Morgan hanya tersenyum, dan--splash. Morgan melesat cepat, yang kini, secara tiba-tiba, sudah berada di atas Riku. Teera tercengang dengan pergerakan Morgan.

Inikah pergerakan seorang anggota pasukan kerajaan? Gumam Teera.

Dalam gerak lambatnya di atas Riku, Morgan mengeluarkan sesuatu dari sakunya. Riku mengambil posisi, memperhatikan apa yang keluar dari sakunya Morgan, itu--Riku terdiam, bingung, pemantik api?

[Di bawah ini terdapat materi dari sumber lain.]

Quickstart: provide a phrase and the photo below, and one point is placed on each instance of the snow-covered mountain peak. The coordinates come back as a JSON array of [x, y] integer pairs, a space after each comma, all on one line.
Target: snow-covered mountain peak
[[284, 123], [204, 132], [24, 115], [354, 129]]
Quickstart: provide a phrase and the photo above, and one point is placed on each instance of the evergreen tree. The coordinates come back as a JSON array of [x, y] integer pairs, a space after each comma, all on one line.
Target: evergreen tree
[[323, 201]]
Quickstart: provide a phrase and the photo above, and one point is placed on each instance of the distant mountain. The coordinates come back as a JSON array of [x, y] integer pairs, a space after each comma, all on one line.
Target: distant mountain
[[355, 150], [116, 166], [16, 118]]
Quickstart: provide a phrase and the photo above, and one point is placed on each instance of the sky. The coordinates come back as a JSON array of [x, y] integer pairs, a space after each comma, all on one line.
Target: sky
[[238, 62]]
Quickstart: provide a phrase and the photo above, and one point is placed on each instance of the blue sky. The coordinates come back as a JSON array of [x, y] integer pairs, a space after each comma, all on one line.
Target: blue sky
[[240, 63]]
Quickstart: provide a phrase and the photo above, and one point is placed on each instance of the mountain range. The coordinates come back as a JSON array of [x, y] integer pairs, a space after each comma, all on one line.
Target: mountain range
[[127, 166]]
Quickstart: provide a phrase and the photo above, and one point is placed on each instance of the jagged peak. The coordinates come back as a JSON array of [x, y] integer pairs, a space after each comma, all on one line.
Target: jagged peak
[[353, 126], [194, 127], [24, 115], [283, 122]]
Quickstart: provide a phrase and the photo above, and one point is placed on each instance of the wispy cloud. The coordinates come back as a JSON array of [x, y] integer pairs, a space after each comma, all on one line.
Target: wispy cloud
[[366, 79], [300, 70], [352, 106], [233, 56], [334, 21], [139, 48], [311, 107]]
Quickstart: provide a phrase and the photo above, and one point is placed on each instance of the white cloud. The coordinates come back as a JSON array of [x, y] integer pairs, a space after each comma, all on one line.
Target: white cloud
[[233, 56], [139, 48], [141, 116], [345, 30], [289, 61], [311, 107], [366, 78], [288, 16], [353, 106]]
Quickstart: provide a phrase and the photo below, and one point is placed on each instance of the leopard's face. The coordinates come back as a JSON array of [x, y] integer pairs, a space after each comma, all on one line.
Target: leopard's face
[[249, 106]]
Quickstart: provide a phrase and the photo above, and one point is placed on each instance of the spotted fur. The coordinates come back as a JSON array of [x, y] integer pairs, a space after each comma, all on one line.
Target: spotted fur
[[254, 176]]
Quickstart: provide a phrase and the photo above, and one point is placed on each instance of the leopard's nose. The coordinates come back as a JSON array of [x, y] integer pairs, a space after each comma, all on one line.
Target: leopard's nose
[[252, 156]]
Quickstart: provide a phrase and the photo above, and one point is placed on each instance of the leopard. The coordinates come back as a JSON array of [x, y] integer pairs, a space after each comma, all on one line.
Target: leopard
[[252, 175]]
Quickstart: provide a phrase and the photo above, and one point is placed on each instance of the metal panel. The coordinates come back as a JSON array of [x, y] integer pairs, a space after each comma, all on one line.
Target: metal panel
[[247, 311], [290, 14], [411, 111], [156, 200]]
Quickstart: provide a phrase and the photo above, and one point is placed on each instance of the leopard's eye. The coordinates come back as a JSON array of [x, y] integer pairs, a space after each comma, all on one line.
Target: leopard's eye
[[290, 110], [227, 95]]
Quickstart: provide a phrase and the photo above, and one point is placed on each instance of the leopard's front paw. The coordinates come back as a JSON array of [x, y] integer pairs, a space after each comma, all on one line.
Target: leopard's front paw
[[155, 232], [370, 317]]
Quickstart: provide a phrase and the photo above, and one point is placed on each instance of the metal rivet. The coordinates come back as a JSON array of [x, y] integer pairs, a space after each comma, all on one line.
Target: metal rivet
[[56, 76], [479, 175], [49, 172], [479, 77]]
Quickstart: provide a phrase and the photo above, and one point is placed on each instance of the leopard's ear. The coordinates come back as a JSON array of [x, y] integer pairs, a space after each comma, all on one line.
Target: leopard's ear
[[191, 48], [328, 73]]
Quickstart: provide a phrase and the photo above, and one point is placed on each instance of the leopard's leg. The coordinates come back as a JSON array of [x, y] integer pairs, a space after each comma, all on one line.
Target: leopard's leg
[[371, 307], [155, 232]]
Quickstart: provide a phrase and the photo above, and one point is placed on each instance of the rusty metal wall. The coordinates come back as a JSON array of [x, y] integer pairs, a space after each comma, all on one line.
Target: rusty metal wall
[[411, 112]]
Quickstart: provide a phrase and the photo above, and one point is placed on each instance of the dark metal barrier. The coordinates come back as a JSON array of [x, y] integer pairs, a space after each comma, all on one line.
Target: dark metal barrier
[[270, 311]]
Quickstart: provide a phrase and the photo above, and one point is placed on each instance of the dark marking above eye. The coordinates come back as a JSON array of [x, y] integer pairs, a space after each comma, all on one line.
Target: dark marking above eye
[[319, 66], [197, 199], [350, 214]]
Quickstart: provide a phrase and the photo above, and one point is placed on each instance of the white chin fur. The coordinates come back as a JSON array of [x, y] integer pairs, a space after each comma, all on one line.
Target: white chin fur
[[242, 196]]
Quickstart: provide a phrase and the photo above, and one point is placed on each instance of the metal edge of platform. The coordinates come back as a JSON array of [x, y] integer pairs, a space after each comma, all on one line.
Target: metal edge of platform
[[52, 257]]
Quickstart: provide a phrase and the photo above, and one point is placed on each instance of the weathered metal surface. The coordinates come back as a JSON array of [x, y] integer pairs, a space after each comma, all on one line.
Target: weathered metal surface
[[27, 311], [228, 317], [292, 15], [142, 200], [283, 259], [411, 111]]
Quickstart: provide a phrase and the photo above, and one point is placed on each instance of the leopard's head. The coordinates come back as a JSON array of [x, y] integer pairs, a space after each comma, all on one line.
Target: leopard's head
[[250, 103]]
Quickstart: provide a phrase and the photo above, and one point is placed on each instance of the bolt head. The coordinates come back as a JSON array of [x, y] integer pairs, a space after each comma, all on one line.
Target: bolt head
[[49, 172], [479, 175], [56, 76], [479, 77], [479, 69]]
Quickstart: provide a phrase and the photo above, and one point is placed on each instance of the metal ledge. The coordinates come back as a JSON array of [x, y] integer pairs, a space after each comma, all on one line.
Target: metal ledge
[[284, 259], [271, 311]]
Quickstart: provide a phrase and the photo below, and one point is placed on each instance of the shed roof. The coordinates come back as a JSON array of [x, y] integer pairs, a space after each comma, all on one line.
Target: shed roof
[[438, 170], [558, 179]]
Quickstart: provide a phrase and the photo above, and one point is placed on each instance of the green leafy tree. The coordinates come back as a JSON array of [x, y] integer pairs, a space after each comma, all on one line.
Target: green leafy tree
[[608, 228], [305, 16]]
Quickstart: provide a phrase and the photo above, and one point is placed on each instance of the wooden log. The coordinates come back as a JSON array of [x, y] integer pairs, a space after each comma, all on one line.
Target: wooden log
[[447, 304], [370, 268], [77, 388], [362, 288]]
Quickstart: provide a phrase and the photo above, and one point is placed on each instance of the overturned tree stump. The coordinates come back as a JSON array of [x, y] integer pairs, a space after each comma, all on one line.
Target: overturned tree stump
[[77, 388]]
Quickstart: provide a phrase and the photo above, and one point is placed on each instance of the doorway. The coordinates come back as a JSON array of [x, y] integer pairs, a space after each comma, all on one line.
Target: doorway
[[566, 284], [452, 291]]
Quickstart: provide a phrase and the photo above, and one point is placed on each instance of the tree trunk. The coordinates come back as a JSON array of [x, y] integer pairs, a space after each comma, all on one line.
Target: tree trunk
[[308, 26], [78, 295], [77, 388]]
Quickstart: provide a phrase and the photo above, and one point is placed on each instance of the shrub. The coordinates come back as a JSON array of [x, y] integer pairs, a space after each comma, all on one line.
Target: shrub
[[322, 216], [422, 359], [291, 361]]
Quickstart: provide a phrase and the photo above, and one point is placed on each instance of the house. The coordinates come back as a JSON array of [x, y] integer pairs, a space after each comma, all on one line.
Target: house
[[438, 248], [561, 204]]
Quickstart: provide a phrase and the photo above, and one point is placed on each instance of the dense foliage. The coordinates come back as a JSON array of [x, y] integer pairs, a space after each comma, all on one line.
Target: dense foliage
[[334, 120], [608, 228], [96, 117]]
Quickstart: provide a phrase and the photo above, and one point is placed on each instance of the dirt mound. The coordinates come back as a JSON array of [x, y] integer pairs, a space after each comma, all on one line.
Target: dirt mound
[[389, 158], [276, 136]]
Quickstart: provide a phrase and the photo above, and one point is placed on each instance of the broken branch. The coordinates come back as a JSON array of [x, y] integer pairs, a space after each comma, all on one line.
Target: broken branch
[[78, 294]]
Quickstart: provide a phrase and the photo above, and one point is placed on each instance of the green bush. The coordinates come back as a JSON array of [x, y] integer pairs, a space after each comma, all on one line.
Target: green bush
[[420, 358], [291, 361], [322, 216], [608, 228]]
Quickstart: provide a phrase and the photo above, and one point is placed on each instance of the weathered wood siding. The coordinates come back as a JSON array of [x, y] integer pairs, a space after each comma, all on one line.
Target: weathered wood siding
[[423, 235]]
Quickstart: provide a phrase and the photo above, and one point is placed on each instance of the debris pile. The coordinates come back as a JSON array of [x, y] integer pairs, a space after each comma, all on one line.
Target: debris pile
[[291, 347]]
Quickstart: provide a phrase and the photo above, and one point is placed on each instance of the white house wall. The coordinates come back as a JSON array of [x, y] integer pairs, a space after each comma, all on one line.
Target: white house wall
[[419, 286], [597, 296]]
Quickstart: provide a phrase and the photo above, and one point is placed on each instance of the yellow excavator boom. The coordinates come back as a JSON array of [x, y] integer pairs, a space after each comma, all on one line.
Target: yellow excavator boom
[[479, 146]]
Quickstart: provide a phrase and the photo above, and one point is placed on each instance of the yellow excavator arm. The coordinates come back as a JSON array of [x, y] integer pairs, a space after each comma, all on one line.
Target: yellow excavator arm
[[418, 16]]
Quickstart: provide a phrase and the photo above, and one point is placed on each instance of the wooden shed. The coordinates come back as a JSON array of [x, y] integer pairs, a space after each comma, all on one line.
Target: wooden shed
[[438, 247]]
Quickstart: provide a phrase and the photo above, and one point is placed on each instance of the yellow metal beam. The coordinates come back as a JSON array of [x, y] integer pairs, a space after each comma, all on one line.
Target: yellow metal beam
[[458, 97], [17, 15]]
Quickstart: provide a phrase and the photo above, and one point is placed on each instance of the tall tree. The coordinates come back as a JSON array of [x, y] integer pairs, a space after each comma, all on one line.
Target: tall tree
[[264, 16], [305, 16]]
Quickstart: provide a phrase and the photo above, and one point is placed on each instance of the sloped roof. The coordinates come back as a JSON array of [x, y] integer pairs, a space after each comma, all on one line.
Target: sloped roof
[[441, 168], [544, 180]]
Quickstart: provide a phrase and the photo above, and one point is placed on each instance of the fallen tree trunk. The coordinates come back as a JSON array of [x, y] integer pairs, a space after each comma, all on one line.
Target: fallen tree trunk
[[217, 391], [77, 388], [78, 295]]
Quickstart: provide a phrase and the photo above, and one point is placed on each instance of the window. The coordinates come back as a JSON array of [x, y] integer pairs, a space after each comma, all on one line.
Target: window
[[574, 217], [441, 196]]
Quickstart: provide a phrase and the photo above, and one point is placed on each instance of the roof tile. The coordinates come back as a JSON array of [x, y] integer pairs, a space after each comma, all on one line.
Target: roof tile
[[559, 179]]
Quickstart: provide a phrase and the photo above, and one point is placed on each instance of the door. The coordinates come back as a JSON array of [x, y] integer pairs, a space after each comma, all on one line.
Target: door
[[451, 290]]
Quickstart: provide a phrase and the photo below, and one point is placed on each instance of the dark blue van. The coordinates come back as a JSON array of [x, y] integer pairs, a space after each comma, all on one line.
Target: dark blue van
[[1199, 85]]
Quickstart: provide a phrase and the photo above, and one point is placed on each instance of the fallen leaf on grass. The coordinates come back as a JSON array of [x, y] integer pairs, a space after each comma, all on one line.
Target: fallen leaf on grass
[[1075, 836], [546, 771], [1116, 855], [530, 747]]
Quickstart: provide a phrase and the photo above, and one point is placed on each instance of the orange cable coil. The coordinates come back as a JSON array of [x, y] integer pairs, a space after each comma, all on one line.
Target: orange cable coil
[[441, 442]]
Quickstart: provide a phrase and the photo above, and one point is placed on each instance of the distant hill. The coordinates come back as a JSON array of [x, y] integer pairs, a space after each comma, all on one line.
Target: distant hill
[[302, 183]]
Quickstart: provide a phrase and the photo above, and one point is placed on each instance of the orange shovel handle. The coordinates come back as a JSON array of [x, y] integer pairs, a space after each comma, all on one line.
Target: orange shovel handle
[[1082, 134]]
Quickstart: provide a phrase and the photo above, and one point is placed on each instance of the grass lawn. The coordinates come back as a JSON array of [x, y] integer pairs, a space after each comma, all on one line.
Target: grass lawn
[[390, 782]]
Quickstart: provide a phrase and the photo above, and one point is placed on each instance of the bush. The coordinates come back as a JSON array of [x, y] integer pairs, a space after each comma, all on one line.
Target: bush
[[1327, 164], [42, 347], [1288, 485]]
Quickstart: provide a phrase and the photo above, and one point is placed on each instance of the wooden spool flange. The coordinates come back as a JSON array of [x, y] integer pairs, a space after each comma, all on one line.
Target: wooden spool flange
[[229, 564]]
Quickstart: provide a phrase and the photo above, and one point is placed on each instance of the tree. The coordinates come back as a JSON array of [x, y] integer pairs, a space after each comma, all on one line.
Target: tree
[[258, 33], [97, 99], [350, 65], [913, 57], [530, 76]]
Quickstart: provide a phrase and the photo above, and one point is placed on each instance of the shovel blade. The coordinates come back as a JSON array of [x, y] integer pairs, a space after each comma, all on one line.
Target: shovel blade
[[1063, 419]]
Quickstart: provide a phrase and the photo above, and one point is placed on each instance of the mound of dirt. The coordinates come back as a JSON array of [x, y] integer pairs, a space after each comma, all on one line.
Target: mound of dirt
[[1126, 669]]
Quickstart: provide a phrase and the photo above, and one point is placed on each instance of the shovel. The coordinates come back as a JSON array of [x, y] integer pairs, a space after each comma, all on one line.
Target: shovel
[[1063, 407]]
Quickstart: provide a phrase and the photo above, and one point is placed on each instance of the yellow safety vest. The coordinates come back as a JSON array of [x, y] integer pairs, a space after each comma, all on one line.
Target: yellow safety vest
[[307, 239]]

Morgan menyalakan pemantik api, dan dalam sekejap semua api dari pemantik tersebut seperti ditarik keluar dan berputar memadati salah satu tangannya yang teracung ke bawah, mengarah tepat ke Riku.

"Sihir api." Ucapnya.

"Fire...ball!"

Selepas kata itu disebut, gumpalan api yang terkumpul di tangan Morgan melesat cepat bagai meriam api, dengan sasarannya, Riku.

Teera yang tidak paham dengan arah kejadian ini, seketika panik melihat Morgan menyerang Riku dengan gamblang seperti itu, ia bersiap menolong.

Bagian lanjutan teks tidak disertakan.